I started following the comp.lang.fortran newsgroup in the early 1990s, when f77 was still the dominant dialect and f90 compilers were not yet common, and this issue was discussed often even at that time. There was a newsgroup FAQ document, and I think that was one of the topics discussed there too. I remember arguments on both sides of the issue that seemed to make sense, but I think the final conclusion was that the fortran standard (f77 at that time), allowed the compiler maximum flexibility to do it either way. This was more or less explicit when the issue involved function evaluations within an expression, such as the foo()+foo()

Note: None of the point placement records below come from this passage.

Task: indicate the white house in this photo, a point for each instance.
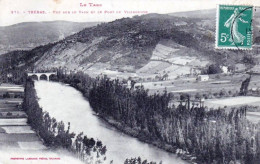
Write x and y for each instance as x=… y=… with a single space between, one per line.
x=203 y=77
x=224 y=69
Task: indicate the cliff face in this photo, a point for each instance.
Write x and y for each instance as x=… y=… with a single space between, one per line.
x=25 y=36
x=130 y=44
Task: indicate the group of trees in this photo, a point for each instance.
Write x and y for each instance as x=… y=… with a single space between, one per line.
x=138 y=161
x=56 y=135
x=212 y=136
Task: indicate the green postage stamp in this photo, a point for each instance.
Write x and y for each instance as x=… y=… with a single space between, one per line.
x=234 y=27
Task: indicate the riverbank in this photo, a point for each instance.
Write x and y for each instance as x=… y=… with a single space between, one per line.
x=184 y=155
x=71 y=106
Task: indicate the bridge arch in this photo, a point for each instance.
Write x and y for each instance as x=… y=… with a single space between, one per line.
x=43 y=76
x=35 y=77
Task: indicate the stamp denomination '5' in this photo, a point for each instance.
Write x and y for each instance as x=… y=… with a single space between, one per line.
x=234 y=27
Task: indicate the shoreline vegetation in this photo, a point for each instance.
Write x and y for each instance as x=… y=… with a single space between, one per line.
x=55 y=135
x=199 y=135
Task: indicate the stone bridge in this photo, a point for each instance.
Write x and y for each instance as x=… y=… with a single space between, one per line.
x=45 y=75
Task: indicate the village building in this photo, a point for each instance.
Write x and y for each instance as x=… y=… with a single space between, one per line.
x=203 y=78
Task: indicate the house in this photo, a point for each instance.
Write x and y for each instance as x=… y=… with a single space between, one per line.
x=203 y=78
x=224 y=69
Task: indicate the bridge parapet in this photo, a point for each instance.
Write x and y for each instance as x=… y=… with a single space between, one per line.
x=39 y=74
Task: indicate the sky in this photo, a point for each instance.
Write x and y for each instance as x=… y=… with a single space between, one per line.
x=9 y=9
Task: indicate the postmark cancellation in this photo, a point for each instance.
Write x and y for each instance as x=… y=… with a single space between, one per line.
x=234 y=27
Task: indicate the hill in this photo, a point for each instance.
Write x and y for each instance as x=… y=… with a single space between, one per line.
x=25 y=36
x=130 y=44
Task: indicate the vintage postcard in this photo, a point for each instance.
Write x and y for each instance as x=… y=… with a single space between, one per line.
x=234 y=27
x=129 y=82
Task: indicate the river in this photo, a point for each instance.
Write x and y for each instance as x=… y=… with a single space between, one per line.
x=68 y=105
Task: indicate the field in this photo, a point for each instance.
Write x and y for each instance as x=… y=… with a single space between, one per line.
x=233 y=101
x=237 y=101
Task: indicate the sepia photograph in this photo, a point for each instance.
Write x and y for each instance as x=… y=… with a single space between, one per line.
x=129 y=82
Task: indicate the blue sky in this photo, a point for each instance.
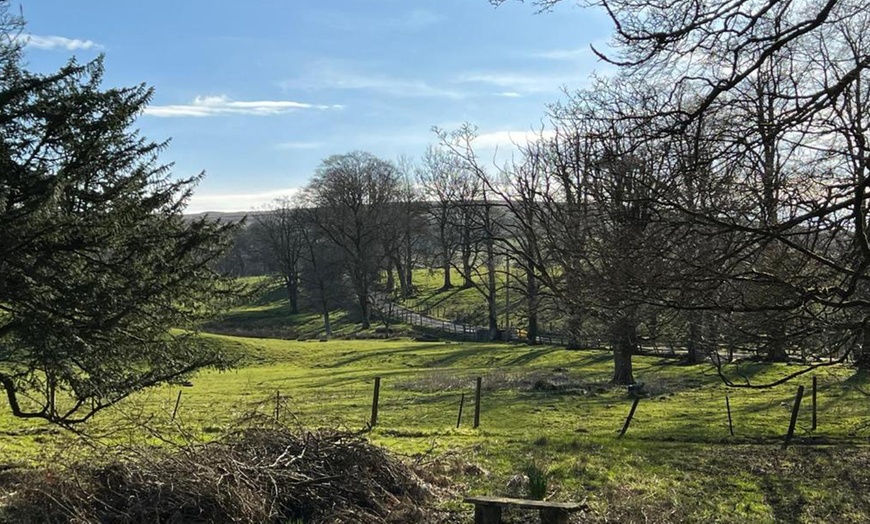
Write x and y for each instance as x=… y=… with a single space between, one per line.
x=257 y=93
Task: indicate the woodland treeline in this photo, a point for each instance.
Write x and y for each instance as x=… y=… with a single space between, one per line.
x=712 y=188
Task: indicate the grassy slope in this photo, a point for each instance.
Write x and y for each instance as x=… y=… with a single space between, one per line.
x=677 y=461
x=676 y=464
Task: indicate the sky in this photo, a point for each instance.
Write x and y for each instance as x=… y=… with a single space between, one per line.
x=258 y=93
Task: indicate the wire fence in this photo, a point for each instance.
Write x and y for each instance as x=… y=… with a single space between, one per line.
x=536 y=403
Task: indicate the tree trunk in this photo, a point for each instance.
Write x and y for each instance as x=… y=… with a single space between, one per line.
x=446 y=267
x=324 y=308
x=403 y=283
x=862 y=356
x=491 y=290
x=693 y=344
x=293 y=294
x=466 y=268
x=776 y=349
x=624 y=339
x=327 y=326
x=391 y=280
x=532 y=303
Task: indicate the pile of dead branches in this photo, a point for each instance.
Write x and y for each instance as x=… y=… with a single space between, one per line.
x=255 y=475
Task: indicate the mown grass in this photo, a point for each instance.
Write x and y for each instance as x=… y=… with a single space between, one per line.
x=544 y=405
x=676 y=463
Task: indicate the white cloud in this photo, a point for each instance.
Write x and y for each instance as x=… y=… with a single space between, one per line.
x=222 y=105
x=563 y=54
x=510 y=139
x=58 y=42
x=330 y=74
x=300 y=145
x=236 y=202
x=522 y=83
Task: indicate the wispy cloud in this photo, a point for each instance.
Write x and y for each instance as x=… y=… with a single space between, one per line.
x=510 y=139
x=564 y=54
x=526 y=83
x=221 y=105
x=300 y=145
x=58 y=42
x=344 y=77
x=227 y=202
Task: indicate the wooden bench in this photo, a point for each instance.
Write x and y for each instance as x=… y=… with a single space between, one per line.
x=487 y=510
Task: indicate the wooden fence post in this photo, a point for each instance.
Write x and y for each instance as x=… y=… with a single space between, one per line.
x=377 y=392
x=461 y=403
x=477 y=403
x=728 y=407
x=630 y=416
x=277 y=404
x=794 y=412
x=177 y=403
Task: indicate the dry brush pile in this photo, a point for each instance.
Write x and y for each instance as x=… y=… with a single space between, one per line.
x=256 y=475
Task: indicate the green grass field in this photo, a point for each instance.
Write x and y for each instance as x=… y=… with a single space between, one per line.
x=547 y=405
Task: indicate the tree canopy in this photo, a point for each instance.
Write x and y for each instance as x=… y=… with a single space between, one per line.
x=102 y=280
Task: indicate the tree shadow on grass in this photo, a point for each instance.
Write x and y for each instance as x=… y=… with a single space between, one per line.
x=784 y=497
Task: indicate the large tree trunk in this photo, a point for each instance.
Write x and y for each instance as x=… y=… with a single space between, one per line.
x=532 y=304
x=445 y=258
x=324 y=308
x=624 y=339
x=776 y=348
x=466 y=267
x=292 y=285
x=491 y=291
x=403 y=276
x=694 y=342
x=391 y=280
x=862 y=356
x=364 y=306
x=446 y=267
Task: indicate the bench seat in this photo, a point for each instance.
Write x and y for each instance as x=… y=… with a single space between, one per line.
x=487 y=510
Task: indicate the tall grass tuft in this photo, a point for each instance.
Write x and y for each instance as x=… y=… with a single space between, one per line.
x=538 y=479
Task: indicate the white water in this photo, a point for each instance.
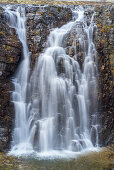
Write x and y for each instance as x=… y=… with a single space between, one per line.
x=52 y=108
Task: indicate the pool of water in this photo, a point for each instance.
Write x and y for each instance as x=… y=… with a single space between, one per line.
x=100 y=160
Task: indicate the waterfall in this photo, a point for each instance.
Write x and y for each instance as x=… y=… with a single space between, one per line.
x=55 y=107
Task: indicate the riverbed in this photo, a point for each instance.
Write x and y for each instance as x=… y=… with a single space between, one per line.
x=102 y=160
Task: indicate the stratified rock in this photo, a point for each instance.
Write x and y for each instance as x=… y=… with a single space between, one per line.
x=104 y=44
x=10 y=54
x=40 y=21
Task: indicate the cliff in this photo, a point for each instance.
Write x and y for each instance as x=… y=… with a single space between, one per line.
x=40 y=21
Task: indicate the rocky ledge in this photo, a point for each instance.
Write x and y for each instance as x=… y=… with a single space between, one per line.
x=40 y=21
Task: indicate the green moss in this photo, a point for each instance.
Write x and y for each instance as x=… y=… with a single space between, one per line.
x=102 y=160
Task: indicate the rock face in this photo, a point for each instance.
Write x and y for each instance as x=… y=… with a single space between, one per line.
x=104 y=44
x=40 y=21
x=10 y=53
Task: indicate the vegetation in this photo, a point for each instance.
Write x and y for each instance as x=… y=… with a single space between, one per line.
x=102 y=160
x=51 y=2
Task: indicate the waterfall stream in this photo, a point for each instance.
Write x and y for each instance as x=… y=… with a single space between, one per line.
x=55 y=109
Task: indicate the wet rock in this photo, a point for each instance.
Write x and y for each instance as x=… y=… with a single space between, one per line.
x=40 y=21
x=10 y=54
x=104 y=44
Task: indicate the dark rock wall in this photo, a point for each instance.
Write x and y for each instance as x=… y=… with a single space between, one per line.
x=104 y=17
x=10 y=53
x=40 y=21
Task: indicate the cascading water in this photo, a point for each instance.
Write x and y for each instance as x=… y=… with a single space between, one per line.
x=16 y=19
x=52 y=108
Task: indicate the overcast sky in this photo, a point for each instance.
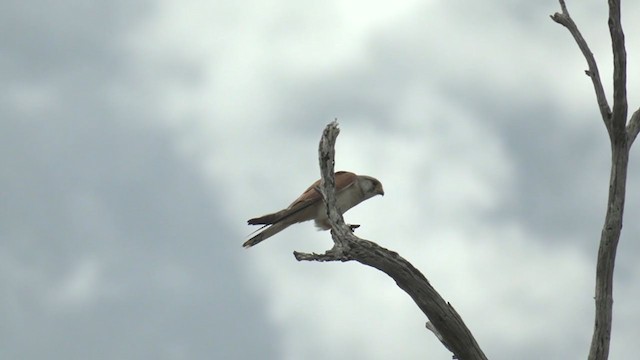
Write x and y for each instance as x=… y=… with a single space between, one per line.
x=137 y=137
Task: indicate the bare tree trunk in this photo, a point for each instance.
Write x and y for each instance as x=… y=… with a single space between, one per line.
x=449 y=327
x=621 y=136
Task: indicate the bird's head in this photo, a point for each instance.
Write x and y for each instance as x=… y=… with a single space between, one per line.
x=370 y=186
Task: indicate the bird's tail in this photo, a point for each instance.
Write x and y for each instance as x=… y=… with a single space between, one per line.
x=268 y=219
x=265 y=234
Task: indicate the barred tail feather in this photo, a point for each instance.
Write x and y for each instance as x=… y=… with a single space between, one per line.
x=265 y=234
x=267 y=219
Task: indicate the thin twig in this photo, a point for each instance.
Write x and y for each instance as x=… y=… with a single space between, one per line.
x=633 y=127
x=565 y=20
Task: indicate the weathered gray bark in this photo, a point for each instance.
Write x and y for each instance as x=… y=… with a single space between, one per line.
x=621 y=136
x=448 y=324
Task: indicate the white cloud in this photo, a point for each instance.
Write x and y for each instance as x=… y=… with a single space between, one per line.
x=444 y=167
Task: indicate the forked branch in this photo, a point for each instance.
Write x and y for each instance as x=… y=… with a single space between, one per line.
x=453 y=332
x=621 y=136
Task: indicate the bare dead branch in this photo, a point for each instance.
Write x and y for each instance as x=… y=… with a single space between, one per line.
x=633 y=128
x=621 y=137
x=348 y=247
x=565 y=20
x=619 y=117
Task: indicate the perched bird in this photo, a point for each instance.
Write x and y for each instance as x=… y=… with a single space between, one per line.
x=351 y=190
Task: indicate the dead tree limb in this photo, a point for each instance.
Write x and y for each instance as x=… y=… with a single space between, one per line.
x=622 y=136
x=453 y=332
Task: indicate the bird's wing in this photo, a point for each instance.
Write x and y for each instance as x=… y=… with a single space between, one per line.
x=344 y=179
x=309 y=197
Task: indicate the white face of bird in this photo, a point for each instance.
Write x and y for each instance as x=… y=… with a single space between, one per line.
x=371 y=186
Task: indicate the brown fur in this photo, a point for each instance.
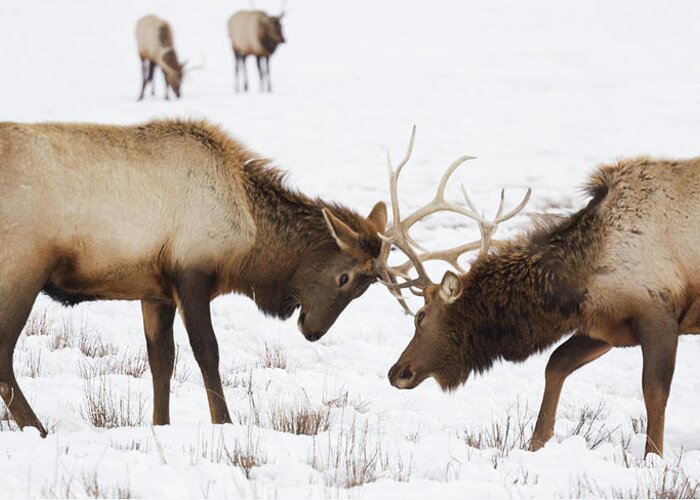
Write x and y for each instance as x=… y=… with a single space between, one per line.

in your example. Another numerical example is an expression that involves n*foo()
when n
is either a literal zero or a variable that has the value zero. I think things were a little less certain when the function evaluations were not in a single expression but spread over several statements. In that case, the issue was how much “dead code” the compiler was allowed to recognize and to eliminate. In addition to numerical examples, there are also some common situations involving logical expressions with function references.
There is also the issue of “mathematical” equivalence, which is a little unclear in some of these cases. Consider the example given above with a uniform random number function ran(). Is 2*ran()
mathematically equivalent to ran()+ran()
? 2*ran()
produces a uniform random number in the range 0.<=x<2.
However, ran()+ran()
produces a number in that same range but with a triangular distribution. [Think of the distribution of values produced from two dice.] Is that difference in distributions a “mathematical” or a “numerical” one?
Often, the difference isn’t so much the function result, but the side effects (as in some of the examples in this discussion).
One thing I remember about those discussions was that it was not going to be possible to please everyone, or even to please one programmer all the time. Sometimes you want the functions to be always evaluated (for their side effects, etc.), and sometimes you want the compiler to optimize away the unnecessary functions and to produce efficient code.
My personal take away from this is that if you always want the side effects, then use a subroutine, not a function, and if you want the absolute optimal code, then hand optimize it yourself, don’t expect the compiler to read your mind.
I think this is probably correct. However, it was only the semantics of the result of the instruction that was included, the MERGE intrinsic is not required to emulate exactly the Cray hardware. Thus a compiler is free to either evaluate all the arguments and then mask, or to use the mask to conditionally evaluate the arguments, depending on what hardware is available, what optimization options are invoked at the time, and so on.